Mon. Aug 4th, 2025

Solar mirrors hunt asteroids at night


To keep solar power stations from getting lazy, Sandia National Laboratories scientist John Sandusky is looking to give heliostat mirrors a side hustle. At the National Solar Thermal Test Facility he’s experimenting with getting them to hunt for asteroids at night.

Whatever their benefits, all solar power systems have one flaw in common – they don’t work at night. Once the sun sets, that’s it for the day. The system shuts down and generates zero power until sunrise the next day.

That’s just a fact of life and engineering, but what if there was a way to get some useful work out of a solar plant when the stars are out? That was the question Sandusky wanted to answer when he began his tests at the National Solar Thermal Test Facility at Sandia National Laboratories in Albuquerque, New Mexico.

The only research plant of its kind in the United States, it consists of a 200-foot-high (61-m) concrete tower flanked by 218 mirrors mounted on heliostats that automatically track the sun and concentrate its rays on the tower target. With its 398 sq ft (37 sq m) of reflective surfaces, the facility can generate 6 MWt of power.

John Sandusky standing among the heliostats
John Sandusky standing among the heliostats

Sandia Labs

Mind you, when the sun goes down that power output drops to a tidy zero.

However, those heliostats can do more than track the sun. They can also be programmed to track other objects and that means that Sandusky could make them do something clever.

As part of a Laboratory Directed Research and Development project, Sandusky took one of the heliostats and had it track the night sky like a telescope and projected the reflected energy onto optical instruments on the tower. This energy amounted to only a femtowatt of power, but by oscillating the heliostat back and forth over a one-minute cycle, he created conditions suitable for asteroid detection.
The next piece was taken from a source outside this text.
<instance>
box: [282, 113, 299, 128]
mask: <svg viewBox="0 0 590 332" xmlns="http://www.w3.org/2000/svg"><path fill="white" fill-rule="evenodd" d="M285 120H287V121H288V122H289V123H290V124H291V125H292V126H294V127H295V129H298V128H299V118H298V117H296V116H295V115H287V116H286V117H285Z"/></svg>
Traditionally, asteroids are spotted using full-fledged optical telescopes that capture time-lapse images of the sky over minutes or hours, with the telescope synchronized to track the stars. In these long exposures, stars appear as points of light. But if an asteroid is present, it appears as a streak, allowing astronomers to determine its existence, distance, size, and orbit.

The National Solar Thermal Test Facility
The National Solar Thermal Test Facility

Sandia Labs

The problem is that there’s a lot of sky and a finite number of telescopes, which is why so many asteroids are discovered by dedicated amateurs. Since we now know that asteroids can be both a source of valuable minerals and a potential danger to the Earth, astronomers are eager for more tools to improve their detection capabilities.

Sandusky’s technique doesn’t produce images with visible streaks. Instead, it captures the photocurrent power spectrum of incoming light at sub-milliHertz resolution. If an asteroid – or a spacecraft – passes through the field of view, it shows up as a frequency shift relative to the background starlight, indicating a change in angle of motion.

It’s not as dramatic as a photograph plate with a telltale streak on it, but it’s good enough to show the potential for using idle solar power facilities as low-cost supplements to NASA’s Asteroid Terrestrial-impact Last Alert System (ATLAS), which is designed to seek out potentially dangerous asteroids. According to Sandusky, it could also have military applications by allowing defense agencies to detect spacecraft operating secretly in cislunar space. However, that that would require developing the technique to a practical level.

‘”We’re looking for opportunities to scale up from one heliostat to many and try to demonstrate that we can help find near-Earth objects,” said Sandusky. “We also want to demonstrate we can scale up the technology to detect even smaller asteroids.”

The research was presented at a conference of the International Society for Optics and Photonics.